Rechtspraak
In de tussenvonnissen van 8 maart 2007 en 10 mei 2007 is aan eiseres bewijs opgedragen van haar stelling dat er een causaal verband bestaat tussen de klachten aan haar rechterarm en -schouder enerzijds en de werkzaamheden die zij heeft verricht bij gedaagde anderzijds. Eiseres heeft als risicofactoren voor het ontstaan van haar RSI-klachten aangevoerd:
- repeterende werkzaamheden in de vorm van beeldschermwerk gedurende meer dan 4 tot 6 uur per dag, in dezelfde houding;
- ongunstige werkhouding / tekortschietend werkmeubilair;
- (spier)belastende luchtbehandeling (tocht en slechte ventilatie;
- werkdruk;
- stress door het ontbreken van steun van leidinggevenden.
Op grond van de bewijslevering door eiseres is vast komen te staan dat eiseres maximaal gemiddeld vijf uur per dag, gedurende drie dagen per week niet-intensief beeldschermwerk verrichtte en dat eiseres tot op zekere hoogte vrij was om haar werkzaamheden zelf in te delen. Op grond hiervan wordt geoordeeld dat ten aanzien van de werkzaamheden van eiseres bij gedaagde geen sprake was van repeterende werkzaamheden die een risicofactor kunnen vormen voor het ontwikkelen van RSI-klachten. Voorts is gebleken dat eiseres op haar werkplek beschikte over meubilair dat individueel in te stellen was en ook daadwerkelijk individueel is ingesteld, door een ergonoom. Dat sprake was van (te) hoge werkdruk en/of een gebrek aan steun door leidinggevenden wordt niet bewezen geacht.

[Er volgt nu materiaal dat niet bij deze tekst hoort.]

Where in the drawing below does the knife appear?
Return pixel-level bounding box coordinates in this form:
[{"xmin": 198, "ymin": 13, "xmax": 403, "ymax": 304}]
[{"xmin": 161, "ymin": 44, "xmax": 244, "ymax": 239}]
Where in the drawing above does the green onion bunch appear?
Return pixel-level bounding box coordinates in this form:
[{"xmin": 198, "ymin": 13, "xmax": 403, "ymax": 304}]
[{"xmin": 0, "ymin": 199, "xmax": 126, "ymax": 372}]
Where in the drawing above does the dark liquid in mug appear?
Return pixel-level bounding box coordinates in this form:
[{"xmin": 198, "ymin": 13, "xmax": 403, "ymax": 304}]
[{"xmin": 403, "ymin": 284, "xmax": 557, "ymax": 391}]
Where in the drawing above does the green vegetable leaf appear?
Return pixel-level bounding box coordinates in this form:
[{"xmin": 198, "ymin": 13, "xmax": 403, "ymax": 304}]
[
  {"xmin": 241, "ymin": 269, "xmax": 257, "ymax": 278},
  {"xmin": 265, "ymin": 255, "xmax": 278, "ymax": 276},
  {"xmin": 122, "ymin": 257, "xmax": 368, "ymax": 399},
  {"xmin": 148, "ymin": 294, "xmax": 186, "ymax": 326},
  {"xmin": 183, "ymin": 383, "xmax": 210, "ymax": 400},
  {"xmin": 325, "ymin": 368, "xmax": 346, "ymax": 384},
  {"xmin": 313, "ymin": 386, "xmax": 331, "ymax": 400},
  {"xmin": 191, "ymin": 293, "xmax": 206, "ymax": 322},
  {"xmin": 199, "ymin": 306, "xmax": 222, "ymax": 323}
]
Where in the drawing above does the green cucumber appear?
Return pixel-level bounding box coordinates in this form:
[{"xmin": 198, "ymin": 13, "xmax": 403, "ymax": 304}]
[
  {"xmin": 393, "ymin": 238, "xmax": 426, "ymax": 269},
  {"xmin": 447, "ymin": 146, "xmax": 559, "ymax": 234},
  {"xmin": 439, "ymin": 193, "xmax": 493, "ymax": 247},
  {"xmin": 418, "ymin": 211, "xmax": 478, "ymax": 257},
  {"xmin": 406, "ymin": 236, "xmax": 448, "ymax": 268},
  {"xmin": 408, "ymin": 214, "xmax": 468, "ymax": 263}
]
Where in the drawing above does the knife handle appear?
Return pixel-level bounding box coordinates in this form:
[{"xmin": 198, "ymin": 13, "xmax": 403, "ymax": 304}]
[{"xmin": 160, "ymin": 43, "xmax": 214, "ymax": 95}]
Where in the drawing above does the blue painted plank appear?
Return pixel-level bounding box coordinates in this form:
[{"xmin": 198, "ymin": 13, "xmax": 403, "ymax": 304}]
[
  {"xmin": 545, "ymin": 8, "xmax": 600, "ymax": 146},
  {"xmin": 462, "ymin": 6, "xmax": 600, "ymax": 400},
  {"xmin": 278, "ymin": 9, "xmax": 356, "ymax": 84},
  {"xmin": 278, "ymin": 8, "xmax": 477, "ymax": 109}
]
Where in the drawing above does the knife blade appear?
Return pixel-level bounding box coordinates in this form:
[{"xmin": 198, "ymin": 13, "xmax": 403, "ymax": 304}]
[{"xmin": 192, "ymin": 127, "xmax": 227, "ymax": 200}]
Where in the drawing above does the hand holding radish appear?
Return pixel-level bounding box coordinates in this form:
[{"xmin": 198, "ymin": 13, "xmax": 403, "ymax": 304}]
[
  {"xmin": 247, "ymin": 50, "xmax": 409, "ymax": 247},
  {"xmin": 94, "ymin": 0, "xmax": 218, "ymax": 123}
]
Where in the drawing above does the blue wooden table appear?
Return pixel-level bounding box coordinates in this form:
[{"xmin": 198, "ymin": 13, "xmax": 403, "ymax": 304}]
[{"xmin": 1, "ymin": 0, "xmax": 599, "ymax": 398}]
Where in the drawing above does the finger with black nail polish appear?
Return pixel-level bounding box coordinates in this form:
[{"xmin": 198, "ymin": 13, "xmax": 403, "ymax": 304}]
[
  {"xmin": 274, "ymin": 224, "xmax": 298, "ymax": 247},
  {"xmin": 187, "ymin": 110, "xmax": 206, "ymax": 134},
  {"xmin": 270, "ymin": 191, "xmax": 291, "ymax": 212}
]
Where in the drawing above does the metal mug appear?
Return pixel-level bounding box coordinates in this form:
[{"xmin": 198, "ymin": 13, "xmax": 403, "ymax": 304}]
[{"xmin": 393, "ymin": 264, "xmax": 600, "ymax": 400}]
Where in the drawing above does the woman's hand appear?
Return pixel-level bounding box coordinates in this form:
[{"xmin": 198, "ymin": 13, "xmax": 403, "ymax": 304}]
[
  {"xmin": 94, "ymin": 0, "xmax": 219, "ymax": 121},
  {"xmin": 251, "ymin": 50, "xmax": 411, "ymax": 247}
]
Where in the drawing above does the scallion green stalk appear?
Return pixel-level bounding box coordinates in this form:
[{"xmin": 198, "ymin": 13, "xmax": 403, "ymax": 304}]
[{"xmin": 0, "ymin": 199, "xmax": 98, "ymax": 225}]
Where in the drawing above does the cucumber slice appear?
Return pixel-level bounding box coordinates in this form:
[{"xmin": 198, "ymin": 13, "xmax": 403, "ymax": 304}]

Eiseres heeft de aanwezigheid van twee risicofactoren voor het ontstaan van RSI-klachten wel aangetoond, te weten het werken met een gebogen nek alsmede de aanwezigheid van een koude luchtstroom. Ervan uitgaande dat de klachten van eiseres door deze factoren zijn ontstaan, is geoordeeld dat gedaagde haar zorgplicht jegens eiseres op deze punten is nagekomen. Dit leidt ertoe dat gedaagde niet aansprakelijk kan worden geacht voor schade die eiseres heeft geleden en nog lijdt door de klachten aan haar rechterarm en -schouder.